Wagoner, der sonst im Rahmen von Auto-Shows gerne mit Journalisten diniert, dabei mit Vorliebe den netten Kerl gibt und sich sogar Ratschläge aus der Runde notiert, nahm diese Kritik offenbar sehr persönlich. Postwendend gab er Order, bis auf Weiteres sämtliche Inserate in der „Los Angeles Times“ zu stornieren. Im vergangenen Jahr hat GM in der angesehenen Tageszeitung Annoncen im Gegenwert von immerhin zehn Millionen Dollar platziert. „Es steht Ihnen frei zu berichten, was Ihnen nötig erscheint“, ließ Wagoner über seine Pressesprecherin Ryndee Carney dem Blatt ausrichten. „Es steht uns aber auch frei zu entscheiden, wo wir unsere Werbedollars einsetzen.“
Dass Wagoner plötzlich so sensibel auf journalistische Kritik reagiert, hat seine Gründe. Zum ersten Mal, seit er 2003 den Vorstandsvorsitz beim weltgrößten Automobilkonzern übernommen hat, muss der 51-jährige Manager ernsthafte Probleme und wohl auch Managementfehler eingestehen. Für das erste Quartal des laufenden Jahres gab das Unternehmen erst vor wenigen Tagen einen Verlust von umgerechnet 842 Millionen Euro bekannt. Nach den Problemen bei der deutschen Tochter Opel, wo tausende Arbeitsplätze abgebaut werden sollen, litt auch der Absatz auf dem amerikanischen Heimatmarkt. Schulden von 230 Milliarden Euro lasten auf den Bilanzen, und erstmals seit 1992, der größten Krise in der Geschichte von GM, werden Gerüchte über eine mögliche Insolvenz laut. „Insolvenzgefahr zu sehen wäre sicher übertrieben, die Probleme sind aber schon gravierend“, sagt Ferdinand Dudenhöffer, Professor an der Fachhochschule Gelsenkirchen und Leiter des Kfz-Prognoseinstitutes D&B Forecast.

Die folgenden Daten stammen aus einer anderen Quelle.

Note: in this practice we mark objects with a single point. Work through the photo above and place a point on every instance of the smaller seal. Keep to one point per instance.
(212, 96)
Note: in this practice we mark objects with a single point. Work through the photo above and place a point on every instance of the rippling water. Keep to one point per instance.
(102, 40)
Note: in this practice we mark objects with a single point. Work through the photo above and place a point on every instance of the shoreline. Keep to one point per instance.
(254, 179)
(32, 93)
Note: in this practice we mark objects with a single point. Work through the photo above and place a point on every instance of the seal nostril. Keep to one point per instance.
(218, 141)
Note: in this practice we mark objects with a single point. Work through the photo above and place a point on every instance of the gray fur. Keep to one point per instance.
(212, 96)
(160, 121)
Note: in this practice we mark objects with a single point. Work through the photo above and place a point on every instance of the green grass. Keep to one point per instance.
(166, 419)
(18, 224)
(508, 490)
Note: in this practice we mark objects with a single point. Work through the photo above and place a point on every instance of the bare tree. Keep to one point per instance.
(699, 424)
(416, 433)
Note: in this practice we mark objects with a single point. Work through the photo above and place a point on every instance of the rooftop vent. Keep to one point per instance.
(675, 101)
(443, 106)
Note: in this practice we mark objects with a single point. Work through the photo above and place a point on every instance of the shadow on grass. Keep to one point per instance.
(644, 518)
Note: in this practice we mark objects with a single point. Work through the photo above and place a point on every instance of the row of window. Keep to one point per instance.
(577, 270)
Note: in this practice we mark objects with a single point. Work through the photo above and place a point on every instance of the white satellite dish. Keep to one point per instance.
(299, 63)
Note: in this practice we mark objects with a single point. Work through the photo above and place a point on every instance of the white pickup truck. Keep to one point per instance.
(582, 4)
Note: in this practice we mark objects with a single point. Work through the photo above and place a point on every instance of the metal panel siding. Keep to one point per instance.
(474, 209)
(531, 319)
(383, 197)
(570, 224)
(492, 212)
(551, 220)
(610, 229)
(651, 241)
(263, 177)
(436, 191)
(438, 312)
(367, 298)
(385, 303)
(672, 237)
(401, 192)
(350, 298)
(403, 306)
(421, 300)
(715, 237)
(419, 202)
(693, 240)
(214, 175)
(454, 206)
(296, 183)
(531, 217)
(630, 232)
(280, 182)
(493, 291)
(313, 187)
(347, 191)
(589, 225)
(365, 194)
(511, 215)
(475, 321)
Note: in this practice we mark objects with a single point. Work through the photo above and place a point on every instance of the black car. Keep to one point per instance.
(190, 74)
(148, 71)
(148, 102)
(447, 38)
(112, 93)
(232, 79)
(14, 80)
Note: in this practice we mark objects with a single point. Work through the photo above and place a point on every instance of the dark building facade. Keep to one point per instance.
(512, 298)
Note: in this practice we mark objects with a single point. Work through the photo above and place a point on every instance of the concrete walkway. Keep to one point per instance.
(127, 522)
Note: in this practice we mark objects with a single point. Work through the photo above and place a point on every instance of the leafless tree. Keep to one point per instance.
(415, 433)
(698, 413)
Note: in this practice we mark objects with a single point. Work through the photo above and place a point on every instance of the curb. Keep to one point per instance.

Die „gravierenden Probleme“ von General Motors sind kein Einzelfall. Überkapazitäten, eine von Konjunkturflaute und steigenden Benzinpreisen gebremste Nachfrage und nicht zuletzt der immer stärker werdende Druck asiatischer Konkurrenten haben viele Unternehmen in arge Bedrängnis gebracht. Der kleine britische Hersteller MG Rover musste bereits Konkurs anmelden, Mitsubishi und Fiat stehen am Rande des Abgrunds, und auch DaimlerChrysler, Ford und Volkswagen mussten zuletzt schwere Abstriche machen, schreiben Verluste oder zumindest deutlich niedrigere Gewinne. Andreas Baier vom Beratungsunternehmen Accenture: „Autokonzerne, die kein klar ausgerichtetes Produktportfolio haben, zu wenig flexibel sind oder zu viele nicht klar positionierte Marken vereinen, denen geht es derzeit wirklich schlecht.“
Gerade jetzt rächen sich Fehler aus der Vergangenheit. Denn selten zuvor wirkte eine derart große Zahl an Negativfaktoren auf die gesamte Branche ein.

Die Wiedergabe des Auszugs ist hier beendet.